Roland Barthes

Roland Barthes (1915-1980) fut l’une des principales figures du structuralisme du XXe siècle. Tel Marcel Proust, il est passé d’une vie mondaine à une existence recluse grâce au projet romanesque de La Recherche qu’il s’est résolu à lui consacrer tout son temps et toute son énergie. Également dialecticien, selon certains, la dialectique dans son œuvre est considérée à la fois classique et moderne, réinventée depuis Hegel et Marx, à la lumière du structurisme et du post-structurisme. Il a élaboré à travers ses différentes oeuvres une pensée critique singulière en dialogue permanent avec l’ensemble des mouvements intellectuels de son époque.

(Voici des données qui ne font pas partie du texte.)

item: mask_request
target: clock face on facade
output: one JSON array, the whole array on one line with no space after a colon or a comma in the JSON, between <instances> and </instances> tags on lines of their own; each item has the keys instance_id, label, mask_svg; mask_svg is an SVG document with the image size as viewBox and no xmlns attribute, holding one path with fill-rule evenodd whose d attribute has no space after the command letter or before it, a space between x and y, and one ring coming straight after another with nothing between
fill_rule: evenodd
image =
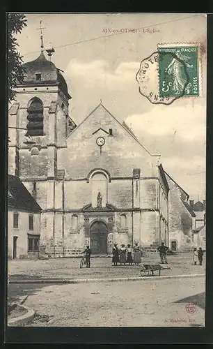
<instances>
[{"instance_id":1,"label":"clock face on facade","mask_svg":"<svg viewBox=\"0 0 213 349\"><path fill-rule=\"evenodd\" d=\"M96 140L96 143L97 144L97 145L99 145L100 147L102 147L102 145L104 144L105 143L105 140L103 137L99 137L98 138L97 138Z\"/></svg>"}]
</instances>

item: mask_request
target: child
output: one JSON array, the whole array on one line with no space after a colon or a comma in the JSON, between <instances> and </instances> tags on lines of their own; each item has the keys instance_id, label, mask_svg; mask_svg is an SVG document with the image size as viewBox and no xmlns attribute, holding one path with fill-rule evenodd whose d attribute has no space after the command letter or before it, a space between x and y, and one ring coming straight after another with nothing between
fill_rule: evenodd
<instances>
[{"instance_id":1,"label":"child","mask_svg":"<svg viewBox=\"0 0 213 349\"><path fill-rule=\"evenodd\" d=\"M199 260L199 264L200 264L200 265L202 265L203 256L203 251L202 250L201 247L199 247L199 249L198 249L198 260Z\"/></svg>"}]
</instances>

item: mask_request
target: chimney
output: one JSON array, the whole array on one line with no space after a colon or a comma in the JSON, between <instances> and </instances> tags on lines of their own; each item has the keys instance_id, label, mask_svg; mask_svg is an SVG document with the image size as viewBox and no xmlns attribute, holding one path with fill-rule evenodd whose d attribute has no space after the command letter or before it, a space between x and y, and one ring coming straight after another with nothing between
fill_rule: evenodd
<instances>
[{"instance_id":1,"label":"chimney","mask_svg":"<svg viewBox=\"0 0 213 349\"><path fill-rule=\"evenodd\" d=\"M189 205L190 205L191 207L192 208L192 209L194 209L194 200L189 200Z\"/></svg>"}]
</instances>

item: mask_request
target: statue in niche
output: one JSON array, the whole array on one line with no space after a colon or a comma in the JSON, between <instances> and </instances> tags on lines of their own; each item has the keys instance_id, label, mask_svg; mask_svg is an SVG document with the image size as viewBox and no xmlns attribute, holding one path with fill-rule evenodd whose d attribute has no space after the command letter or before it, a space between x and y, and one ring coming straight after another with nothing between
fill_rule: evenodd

Roland Barthes fut l’un des premiers théoriciens structuralistes ou poststructuralistes de la culture du XXe siècle. Son travail a été pionnier dans le courant des idées structuralistes et sémiologiques venues étayer jusqu’à nos jours les études culturelles et la théorie critique. Il était aussi un parangon précoce d’une critique marginale faisant de lui un outsider d’abord en tant qu’homosexuel dans un milieu conservateur, puis en tant que protestant dans une culture catholique, mais aussi en tant qu’étranger par rapport à l’establishment académique français de son époque. Malgré ces « handicaps », il jouissait à la fin de sa vie d’une grande renommée en France et dans le monde.

BARTHES ET LA SEMIOLOGIE

Les pères fondateurs de la sémiologie (ou sémiotique : science des signes) comme Ferdinand de Saussure (1857-1913) ont bâti ce vaste domaine scientifique au sein duquel la linguistique constitue un sous-domaine important. A partir des années soixante, Roland Barthes « fondera la sémiologie de l’image en empruntant à la linguistique [saussurienne] ses concepts. C’était sans doute la condition historique pour que l’image, en tant qu’objet d’étude, puisse faire son entrée à l’université. Roland Barthes pour l’image fixe, puis Christian Metz pour le cinéma auront été les deux figures emblématiques de ce mouvement » (Achard). Barthes est connu surtout pour avoir fondé la sémiologie de la Signification étudie les signes et les indices sans a priori. ce courant intellectuel s’intéresse plutôt à ce que toute chose peut signifier sans se préoccuper si cette signification est volontaire ou non. Cherchant à interpréter des phénomènes de société, elle cherche si les choses n’ont pas un sens caché et des valeurs symboliques.

 

Barthes – À propos du Plaisir du texte (1973)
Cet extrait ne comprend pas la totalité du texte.